I would like to as I've found and processed one of these matches skip the current line where the field was copied from thus only leaving one of the lines.
Here's an example set of data
field1,field2,field3,field4,something
field1,field2,field3,field4,else
Desired output
field1,field2,field3,field4,something else
This is what I have so far
output_csv = ['field1,field2,field3,field4,something',
'field1,field2,field3,field4,else']
# run through the output
# open and create a csv file to save output
with open('output_table.csv', 'w') as f:
previous_line = None
part_duplicate_line = None
part_duplicate_flag = False
for line in output_csv:
part_duplicate_flag = False
if previous_line is not None:
previous = previous_line.split(',')
current = line.split(',')
if (previous[0] == current[0]
and previous[1] == current[1]
and previous[2] == current[2]
and previous[3] == current[3]):
print(previous[0], current[0])
previous[4] = previous[4].replace('\n', '') + ' ' + current[4]

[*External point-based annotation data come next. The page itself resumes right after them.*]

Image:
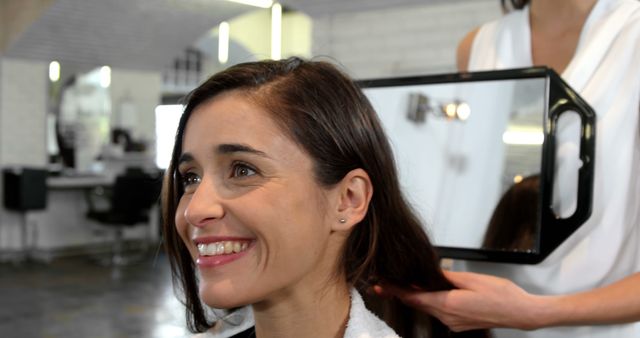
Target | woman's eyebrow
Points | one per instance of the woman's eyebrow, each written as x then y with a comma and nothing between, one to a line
239,148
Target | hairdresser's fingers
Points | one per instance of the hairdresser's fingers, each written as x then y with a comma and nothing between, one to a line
472,281
389,290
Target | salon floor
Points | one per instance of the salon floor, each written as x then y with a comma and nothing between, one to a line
75,297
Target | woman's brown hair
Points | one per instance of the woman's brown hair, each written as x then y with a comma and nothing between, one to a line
325,113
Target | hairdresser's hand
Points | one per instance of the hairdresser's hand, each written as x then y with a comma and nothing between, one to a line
481,302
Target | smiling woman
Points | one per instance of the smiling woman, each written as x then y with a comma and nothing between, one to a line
282,199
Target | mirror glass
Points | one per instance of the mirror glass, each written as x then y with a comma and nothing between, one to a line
469,156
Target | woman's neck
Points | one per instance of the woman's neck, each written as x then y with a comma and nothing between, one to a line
556,26
552,14
323,312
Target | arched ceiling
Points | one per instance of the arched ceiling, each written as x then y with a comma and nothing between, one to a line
136,34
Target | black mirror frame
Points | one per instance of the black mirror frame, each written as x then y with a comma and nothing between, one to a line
561,98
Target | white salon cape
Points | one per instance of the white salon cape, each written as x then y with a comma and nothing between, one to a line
362,323
605,71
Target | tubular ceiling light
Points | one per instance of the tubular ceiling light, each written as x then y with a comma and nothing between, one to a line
256,3
223,42
105,76
54,71
276,31
523,137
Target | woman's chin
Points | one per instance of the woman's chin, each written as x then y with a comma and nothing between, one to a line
224,300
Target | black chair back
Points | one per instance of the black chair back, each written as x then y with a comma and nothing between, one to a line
135,194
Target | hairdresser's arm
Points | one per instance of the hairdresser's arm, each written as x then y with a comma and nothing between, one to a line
486,301
463,52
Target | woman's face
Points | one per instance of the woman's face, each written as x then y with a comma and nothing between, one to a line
252,215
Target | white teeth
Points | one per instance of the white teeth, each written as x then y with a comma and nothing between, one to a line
222,248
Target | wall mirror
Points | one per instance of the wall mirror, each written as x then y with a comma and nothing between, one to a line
476,157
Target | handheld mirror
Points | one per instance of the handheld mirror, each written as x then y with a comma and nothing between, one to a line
476,154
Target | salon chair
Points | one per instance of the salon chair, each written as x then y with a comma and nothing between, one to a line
130,200
25,190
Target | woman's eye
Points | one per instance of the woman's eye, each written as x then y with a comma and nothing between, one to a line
242,170
190,179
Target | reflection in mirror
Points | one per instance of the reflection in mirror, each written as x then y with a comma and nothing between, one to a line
467,152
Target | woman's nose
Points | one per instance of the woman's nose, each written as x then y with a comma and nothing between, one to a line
205,205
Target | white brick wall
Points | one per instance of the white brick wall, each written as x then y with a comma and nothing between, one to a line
408,40
23,90
23,108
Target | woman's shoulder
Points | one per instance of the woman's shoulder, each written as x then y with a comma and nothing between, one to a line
363,323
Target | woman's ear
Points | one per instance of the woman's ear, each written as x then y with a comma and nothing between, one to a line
354,194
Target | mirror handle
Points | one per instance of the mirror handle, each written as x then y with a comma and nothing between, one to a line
587,156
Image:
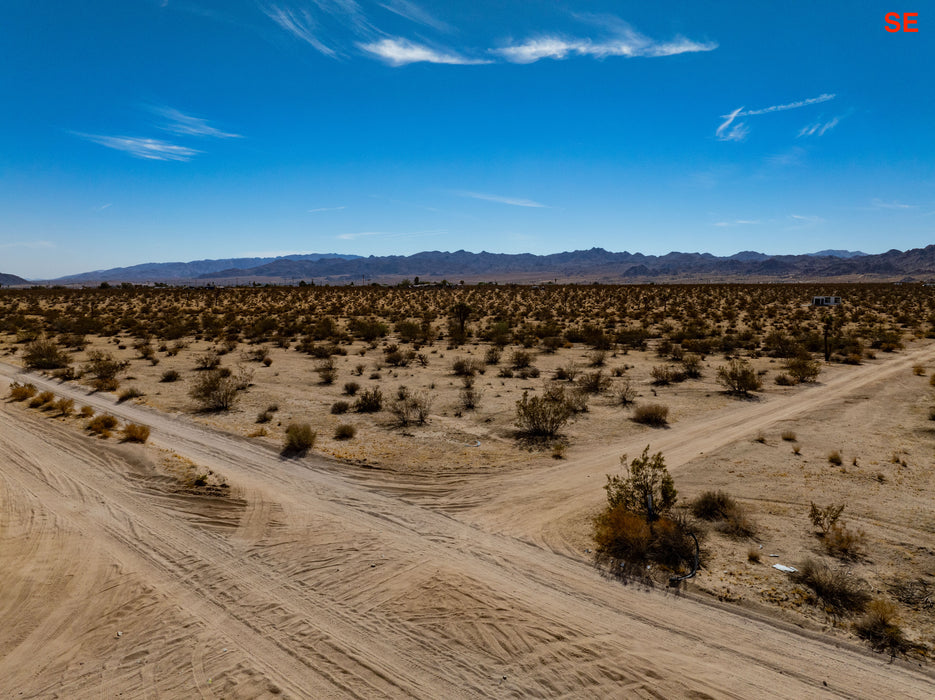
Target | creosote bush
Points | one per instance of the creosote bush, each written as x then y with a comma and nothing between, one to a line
344,431
44,354
21,392
541,416
300,438
135,432
102,425
730,516
738,377
879,627
652,414
213,390
838,592
629,534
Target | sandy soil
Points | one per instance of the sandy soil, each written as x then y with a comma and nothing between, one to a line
315,578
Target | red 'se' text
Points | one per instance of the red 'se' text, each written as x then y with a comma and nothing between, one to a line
905,22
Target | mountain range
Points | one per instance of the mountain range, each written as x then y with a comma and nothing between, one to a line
594,265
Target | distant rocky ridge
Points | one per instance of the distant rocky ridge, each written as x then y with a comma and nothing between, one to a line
597,264
10,280
594,265
166,272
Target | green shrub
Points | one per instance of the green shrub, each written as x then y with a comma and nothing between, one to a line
652,414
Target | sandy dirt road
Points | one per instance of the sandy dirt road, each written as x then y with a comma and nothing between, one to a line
306,583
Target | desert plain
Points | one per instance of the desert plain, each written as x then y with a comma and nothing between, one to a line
434,548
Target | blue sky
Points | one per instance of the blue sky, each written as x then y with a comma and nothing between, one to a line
161,130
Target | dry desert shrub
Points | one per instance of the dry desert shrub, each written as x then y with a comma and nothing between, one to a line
42,399
213,390
730,516
129,393
300,438
44,354
410,407
839,593
541,416
102,425
369,401
21,392
135,432
652,414
879,627
65,407
738,377
344,431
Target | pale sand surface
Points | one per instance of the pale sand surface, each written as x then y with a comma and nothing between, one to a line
313,578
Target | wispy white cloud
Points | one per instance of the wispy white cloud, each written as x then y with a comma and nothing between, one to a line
386,234
739,131
300,24
513,201
149,149
414,13
880,204
628,43
805,220
186,125
399,52
738,222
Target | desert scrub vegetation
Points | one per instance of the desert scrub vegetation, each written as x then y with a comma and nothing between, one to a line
300,438
636,527
21,392
729,516
541,416
652,414
214,390
135,432
835,590
738,377
102,425
44,354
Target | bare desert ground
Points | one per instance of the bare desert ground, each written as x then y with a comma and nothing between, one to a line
452,558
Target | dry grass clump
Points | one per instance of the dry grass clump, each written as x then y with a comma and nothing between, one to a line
879,627
40,400
214,390
541,416
730,516
21,392
129,393
628,535
410,407
135,432
102,425
44,354
369,401
345,431
739,378
652,414
65,407
300,438
839,593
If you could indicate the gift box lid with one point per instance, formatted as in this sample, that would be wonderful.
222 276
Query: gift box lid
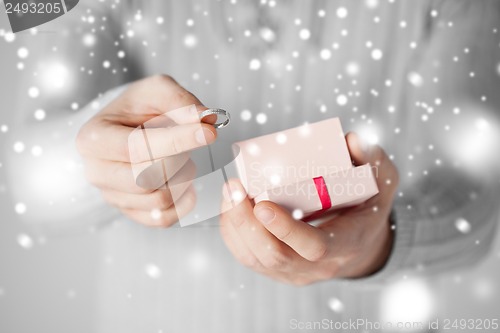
292 155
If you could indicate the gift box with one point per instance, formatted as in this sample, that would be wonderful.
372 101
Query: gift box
307 168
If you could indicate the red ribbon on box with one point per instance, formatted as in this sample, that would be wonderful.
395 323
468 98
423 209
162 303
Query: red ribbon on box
324 196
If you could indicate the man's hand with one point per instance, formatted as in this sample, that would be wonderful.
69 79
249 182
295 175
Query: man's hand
104 144
354 243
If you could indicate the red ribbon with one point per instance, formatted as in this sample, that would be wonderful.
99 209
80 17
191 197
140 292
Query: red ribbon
324 196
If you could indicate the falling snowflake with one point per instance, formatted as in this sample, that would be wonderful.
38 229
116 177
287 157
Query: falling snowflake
304 34
335 305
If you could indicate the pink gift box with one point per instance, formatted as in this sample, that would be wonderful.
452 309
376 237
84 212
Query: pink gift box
307 168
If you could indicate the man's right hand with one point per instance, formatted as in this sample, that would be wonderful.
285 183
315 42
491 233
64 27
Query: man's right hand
103 142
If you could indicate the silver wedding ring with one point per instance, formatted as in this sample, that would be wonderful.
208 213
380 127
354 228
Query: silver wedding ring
218 112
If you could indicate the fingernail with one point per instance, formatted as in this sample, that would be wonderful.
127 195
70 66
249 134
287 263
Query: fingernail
204 135
233 193
265 214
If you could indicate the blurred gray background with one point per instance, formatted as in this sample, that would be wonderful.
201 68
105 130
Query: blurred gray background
50 285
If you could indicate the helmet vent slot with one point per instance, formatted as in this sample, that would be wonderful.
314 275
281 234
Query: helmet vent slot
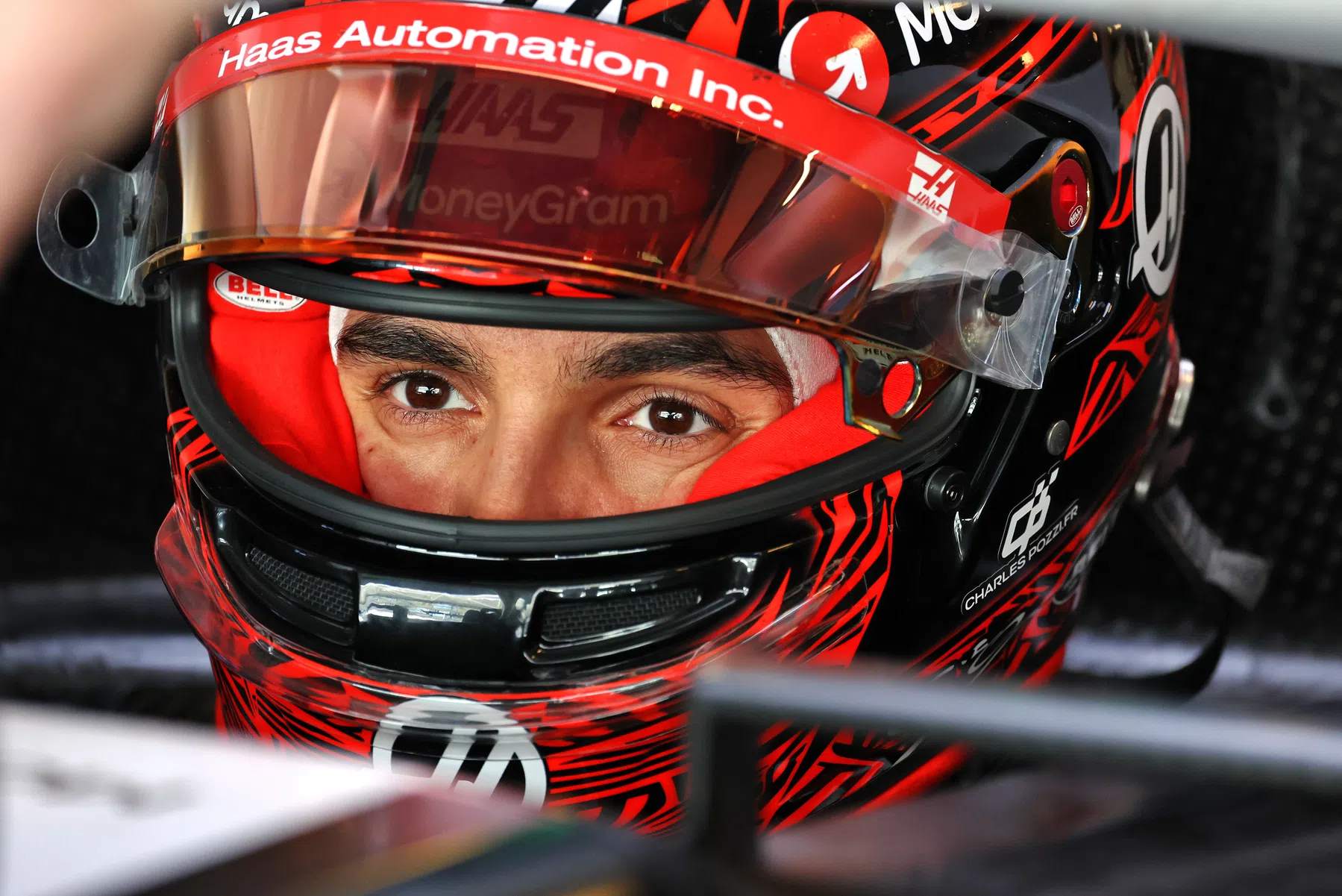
314 593
584 620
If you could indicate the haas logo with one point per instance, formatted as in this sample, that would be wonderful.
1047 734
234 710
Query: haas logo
1158 189
243 11
470 746
501 113
932 186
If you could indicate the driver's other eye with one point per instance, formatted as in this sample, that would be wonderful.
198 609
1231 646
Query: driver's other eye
671 418
427 392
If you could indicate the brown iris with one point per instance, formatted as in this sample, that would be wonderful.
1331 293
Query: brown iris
426 392
670 418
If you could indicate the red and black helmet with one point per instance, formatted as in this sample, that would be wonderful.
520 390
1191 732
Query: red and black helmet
941 243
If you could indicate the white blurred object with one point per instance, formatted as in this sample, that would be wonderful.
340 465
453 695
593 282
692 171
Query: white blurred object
95 803
1305 31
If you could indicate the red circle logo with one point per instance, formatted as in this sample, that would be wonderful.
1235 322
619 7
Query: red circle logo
838 54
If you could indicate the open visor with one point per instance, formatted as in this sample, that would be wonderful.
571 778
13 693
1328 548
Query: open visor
445 164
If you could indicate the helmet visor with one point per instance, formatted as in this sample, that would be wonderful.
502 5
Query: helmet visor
470 166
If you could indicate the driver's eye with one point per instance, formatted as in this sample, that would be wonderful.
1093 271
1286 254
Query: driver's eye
427 392
671 418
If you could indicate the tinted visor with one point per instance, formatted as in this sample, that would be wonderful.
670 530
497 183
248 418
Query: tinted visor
447 164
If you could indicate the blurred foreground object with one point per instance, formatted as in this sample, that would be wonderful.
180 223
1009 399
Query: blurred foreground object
1308 31
75 74
97 805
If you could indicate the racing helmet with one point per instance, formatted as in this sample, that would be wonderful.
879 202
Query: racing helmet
522 358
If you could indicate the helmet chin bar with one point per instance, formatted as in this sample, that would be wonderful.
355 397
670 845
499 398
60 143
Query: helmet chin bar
868 368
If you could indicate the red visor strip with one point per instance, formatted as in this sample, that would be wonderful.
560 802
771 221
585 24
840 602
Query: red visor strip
661 70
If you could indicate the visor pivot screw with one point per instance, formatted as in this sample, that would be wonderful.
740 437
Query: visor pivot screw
1071 196
868 377
945 489
1059 435
1006 292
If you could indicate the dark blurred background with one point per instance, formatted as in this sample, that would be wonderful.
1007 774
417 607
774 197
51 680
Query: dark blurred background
1259 309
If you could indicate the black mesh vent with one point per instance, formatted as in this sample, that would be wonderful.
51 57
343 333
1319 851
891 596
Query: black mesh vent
576 620
322 596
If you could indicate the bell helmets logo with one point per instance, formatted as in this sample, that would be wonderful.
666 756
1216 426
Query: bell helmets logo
467 745
932 187
254 297
1158 189
841 55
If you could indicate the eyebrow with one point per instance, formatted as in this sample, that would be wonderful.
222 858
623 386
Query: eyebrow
386 338
706 354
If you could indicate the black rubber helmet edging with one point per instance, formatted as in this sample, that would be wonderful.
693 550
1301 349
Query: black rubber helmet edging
487 307
924 438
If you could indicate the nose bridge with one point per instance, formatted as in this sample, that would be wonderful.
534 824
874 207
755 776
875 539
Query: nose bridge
515 467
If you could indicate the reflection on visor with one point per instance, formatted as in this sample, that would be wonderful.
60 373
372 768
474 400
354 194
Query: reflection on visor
462 166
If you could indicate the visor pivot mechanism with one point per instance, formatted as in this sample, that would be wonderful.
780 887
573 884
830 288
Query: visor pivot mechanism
1006 292
882 388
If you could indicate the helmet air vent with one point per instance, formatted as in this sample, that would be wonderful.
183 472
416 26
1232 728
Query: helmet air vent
567 623
317 595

part_duplicate_line = ','.join(previous)
part_duplicate_flag = True
f.write(part_duplicate_line)
if part_duplicate_flag is False:
f.write(previous_line)
previous_line = line
ATM script adds the line but doesn't skip the next line, I've tried various renditions of continue statements after part_duplicate_line is written to file but to no avail.
Looks like you want one entry for each combination of the first 4 fields
You can use a dict to aggregate data -
#First we extract the key and values
output_csv_keys = list(map(lambda x: ','.join(x.split(',')[:-1]), output_csv))
output_csv_values = list(map(lambda x: x.split(',')[-1], output_csv))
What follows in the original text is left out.